Analysis of variance table for Fit General Linear Model

Find definitions and interpretation guidance for every statistic in the Analysis of Variance table.

In This Topic

DF
Adj SS
Adj MS
Seq SS
Seq MS
Contribution
F-value
P-Value – Term
P-value – Lack-of-fit

DF

The total degrees of freedom (DF) are the amount of information in your data. The analysis uses that information to estimate the values of unknown population parameters. The total DF is determined by the number of observations in your sample. The DF for a term show how much information that term uses. Increasing your sample size provides more information about the population, which increases the total DF. Increasing the number of terms in your model uses more information, which decreases the DF available to estimate the variability of the parameter estimates.

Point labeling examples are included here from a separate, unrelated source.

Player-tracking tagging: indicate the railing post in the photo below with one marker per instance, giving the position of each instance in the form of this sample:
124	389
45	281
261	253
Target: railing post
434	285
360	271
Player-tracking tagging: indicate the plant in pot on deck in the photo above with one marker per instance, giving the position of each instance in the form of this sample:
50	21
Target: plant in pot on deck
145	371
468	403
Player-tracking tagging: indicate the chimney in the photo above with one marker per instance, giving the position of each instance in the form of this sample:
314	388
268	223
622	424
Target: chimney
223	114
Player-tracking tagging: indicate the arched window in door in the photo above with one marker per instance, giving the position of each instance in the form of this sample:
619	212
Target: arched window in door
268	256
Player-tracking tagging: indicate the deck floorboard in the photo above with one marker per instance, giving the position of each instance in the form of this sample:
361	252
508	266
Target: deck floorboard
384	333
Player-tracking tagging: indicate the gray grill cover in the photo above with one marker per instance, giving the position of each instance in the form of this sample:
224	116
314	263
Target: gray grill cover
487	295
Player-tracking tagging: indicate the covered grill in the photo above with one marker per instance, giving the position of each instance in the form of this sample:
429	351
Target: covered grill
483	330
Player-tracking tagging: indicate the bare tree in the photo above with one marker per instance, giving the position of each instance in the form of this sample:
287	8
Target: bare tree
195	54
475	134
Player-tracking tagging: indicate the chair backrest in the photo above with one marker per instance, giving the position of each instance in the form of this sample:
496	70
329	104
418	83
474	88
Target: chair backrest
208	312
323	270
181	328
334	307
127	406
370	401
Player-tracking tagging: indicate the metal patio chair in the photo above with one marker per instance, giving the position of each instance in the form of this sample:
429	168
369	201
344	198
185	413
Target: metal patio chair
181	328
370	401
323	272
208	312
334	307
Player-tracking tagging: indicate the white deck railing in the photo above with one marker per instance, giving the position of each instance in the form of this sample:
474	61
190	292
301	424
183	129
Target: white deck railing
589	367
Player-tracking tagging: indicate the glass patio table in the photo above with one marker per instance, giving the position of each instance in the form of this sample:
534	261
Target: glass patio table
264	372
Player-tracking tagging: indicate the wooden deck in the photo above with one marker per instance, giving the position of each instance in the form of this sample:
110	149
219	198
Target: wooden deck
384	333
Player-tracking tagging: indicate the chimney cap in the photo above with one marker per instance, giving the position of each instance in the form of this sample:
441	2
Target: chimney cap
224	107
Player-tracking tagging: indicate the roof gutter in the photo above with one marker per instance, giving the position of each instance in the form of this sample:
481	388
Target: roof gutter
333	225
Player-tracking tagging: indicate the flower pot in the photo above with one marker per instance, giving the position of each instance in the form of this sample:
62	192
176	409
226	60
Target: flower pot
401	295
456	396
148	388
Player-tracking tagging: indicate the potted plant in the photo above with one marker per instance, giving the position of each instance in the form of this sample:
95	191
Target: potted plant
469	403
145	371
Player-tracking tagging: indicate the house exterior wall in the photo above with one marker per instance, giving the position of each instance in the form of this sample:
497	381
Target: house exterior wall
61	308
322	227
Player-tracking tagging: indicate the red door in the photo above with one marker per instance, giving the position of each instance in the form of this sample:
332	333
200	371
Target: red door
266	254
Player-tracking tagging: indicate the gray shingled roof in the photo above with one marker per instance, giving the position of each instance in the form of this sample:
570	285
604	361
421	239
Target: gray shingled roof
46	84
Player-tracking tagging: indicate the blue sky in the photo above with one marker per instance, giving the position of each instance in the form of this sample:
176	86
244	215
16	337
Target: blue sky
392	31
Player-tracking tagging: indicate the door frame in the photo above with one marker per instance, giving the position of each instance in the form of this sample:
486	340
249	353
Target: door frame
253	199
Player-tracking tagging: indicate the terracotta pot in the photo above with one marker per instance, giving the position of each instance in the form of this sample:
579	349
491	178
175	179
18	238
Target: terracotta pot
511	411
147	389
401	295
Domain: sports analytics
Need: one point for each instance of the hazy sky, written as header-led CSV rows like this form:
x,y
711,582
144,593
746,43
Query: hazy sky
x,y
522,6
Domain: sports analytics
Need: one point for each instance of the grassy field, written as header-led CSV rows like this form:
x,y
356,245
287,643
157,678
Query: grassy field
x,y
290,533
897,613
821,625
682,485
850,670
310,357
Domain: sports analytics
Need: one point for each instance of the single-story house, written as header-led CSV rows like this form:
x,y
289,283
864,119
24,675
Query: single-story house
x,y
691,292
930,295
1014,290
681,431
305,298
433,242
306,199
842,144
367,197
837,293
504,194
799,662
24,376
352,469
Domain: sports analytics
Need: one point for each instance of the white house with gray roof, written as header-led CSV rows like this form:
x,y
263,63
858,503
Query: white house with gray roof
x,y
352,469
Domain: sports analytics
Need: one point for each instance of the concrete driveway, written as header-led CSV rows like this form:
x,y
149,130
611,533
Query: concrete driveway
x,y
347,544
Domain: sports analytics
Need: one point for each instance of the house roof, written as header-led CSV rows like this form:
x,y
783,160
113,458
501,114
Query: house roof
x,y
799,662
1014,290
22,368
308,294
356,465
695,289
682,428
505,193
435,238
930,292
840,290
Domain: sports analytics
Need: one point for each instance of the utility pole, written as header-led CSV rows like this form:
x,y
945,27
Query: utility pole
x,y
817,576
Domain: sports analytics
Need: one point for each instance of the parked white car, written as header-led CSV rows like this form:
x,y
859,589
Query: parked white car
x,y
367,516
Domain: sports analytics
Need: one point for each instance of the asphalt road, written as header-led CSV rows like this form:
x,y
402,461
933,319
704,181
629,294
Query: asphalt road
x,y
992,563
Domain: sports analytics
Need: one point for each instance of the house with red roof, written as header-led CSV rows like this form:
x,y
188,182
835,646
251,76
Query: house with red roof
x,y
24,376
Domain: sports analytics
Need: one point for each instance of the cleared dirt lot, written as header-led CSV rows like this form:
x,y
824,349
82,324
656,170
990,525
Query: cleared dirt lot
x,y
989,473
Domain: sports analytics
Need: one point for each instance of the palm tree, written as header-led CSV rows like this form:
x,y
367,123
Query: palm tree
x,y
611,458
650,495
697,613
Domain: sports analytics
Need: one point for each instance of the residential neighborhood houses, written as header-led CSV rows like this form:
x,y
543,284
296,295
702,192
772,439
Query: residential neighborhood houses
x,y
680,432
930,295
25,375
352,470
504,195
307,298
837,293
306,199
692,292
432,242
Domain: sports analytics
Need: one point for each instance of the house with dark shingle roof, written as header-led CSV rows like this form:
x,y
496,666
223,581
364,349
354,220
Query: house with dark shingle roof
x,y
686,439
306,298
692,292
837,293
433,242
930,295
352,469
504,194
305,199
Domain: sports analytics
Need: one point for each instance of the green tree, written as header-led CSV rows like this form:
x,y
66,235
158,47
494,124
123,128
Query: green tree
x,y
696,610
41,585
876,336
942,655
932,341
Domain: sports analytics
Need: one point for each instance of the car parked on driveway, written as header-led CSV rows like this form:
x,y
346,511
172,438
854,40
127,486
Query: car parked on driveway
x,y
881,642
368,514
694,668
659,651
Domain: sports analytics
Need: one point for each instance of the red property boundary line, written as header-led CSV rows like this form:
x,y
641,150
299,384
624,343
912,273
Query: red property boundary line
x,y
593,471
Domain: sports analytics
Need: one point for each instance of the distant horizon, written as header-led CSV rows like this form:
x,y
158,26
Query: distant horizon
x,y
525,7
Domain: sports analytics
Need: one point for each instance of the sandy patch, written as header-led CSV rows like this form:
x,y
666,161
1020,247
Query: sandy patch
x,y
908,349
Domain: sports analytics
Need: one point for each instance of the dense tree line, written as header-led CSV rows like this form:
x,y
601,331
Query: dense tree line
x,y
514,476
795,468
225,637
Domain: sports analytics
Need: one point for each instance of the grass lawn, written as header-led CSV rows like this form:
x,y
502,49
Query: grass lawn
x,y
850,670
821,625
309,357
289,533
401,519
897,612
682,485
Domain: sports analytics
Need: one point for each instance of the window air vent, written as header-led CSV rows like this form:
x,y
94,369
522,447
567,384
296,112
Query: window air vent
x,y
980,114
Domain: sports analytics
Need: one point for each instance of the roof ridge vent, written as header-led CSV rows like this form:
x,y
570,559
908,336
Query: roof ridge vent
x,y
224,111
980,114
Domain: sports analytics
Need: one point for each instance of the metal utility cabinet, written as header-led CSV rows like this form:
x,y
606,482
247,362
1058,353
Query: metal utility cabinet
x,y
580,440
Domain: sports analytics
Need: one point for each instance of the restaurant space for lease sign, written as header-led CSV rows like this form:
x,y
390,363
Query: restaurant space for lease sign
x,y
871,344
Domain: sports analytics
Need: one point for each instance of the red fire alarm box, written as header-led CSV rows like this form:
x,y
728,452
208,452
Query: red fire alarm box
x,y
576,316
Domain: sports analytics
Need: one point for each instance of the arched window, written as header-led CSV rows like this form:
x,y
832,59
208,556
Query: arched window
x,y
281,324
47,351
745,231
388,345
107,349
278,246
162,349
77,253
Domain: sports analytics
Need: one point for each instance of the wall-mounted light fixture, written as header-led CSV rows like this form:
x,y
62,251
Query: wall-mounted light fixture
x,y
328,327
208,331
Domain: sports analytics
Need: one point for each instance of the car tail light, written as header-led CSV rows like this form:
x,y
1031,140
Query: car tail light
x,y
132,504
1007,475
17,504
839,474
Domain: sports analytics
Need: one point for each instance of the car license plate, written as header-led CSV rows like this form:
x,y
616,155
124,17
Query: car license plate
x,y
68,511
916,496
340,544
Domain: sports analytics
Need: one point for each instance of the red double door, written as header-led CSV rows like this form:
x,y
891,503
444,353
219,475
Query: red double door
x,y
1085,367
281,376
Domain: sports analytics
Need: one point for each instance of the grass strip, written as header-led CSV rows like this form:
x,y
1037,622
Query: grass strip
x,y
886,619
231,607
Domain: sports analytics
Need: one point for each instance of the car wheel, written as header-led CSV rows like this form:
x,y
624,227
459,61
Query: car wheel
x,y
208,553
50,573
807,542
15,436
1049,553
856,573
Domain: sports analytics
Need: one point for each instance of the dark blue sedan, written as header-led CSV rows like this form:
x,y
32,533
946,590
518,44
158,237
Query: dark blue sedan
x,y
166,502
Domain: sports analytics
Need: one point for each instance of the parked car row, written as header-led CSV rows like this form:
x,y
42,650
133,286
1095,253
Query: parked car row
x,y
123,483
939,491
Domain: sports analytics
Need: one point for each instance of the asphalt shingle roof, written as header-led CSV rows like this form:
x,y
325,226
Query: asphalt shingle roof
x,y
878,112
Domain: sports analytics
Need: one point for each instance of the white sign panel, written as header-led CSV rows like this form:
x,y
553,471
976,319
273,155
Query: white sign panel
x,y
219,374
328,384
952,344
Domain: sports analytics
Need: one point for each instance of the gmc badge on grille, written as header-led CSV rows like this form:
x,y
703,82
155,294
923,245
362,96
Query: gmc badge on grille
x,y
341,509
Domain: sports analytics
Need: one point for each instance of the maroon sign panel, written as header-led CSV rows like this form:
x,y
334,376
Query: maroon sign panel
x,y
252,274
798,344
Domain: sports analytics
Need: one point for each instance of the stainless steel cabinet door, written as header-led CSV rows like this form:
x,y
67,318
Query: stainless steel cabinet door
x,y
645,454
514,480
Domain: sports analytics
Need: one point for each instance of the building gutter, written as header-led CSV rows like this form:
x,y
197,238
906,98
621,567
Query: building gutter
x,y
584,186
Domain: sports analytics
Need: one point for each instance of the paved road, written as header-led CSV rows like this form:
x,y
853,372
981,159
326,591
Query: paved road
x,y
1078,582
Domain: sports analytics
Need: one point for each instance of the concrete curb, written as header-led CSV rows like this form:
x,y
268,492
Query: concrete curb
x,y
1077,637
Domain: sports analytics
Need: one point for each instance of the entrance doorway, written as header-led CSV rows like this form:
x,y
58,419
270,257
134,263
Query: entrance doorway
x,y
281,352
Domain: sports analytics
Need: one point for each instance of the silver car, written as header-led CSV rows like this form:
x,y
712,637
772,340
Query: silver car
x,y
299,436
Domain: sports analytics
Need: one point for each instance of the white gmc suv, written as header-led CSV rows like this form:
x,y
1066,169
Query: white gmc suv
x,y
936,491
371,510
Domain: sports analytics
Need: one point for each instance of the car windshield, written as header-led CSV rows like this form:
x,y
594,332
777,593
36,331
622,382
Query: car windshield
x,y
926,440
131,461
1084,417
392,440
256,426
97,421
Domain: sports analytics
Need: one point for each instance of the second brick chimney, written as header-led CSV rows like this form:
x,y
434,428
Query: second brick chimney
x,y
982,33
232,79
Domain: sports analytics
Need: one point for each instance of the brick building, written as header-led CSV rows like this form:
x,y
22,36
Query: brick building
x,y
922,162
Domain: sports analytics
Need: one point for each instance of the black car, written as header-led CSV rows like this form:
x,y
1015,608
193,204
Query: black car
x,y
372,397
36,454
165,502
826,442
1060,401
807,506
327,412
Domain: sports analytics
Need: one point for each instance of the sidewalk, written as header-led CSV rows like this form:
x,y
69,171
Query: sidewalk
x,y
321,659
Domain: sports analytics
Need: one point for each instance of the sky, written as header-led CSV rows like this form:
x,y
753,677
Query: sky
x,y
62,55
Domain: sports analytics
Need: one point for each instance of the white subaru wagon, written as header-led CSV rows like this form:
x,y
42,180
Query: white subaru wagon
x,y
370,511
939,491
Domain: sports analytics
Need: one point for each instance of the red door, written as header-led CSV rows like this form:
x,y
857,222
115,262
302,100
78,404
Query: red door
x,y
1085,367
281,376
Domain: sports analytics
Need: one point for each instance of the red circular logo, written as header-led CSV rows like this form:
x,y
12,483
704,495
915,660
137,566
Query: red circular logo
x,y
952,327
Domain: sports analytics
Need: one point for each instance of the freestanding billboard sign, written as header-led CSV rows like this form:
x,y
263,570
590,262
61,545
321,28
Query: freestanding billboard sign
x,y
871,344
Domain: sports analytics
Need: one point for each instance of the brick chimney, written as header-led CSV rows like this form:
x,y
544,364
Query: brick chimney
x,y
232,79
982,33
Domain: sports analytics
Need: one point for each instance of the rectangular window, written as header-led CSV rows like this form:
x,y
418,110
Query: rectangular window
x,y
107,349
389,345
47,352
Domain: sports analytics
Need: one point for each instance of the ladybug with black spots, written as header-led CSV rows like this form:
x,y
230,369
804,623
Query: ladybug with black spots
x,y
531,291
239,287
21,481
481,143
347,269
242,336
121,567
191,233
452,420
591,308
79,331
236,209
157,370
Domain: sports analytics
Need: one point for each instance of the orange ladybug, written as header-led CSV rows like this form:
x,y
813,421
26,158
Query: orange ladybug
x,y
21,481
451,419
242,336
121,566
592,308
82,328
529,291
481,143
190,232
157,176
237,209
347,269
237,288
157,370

If two conditions are met, then Minitab partitions the DF for error. The first condition is that there must be terms you can fit with the data that are not included in the current model. For example, if you have a continuous predictor with 3 or more distinct values, you can estimate a quadratic term for that predictor. If the model does not include the quadratic term, then a term that the data can fit is not included in the model and this condition is met.

The second condition is that the data contain replicates. Replicates are observations where each predictor has the same value. For example, if you have 3 observations where pressure is 5 and temperature is 25, then those 3 observations are replicates.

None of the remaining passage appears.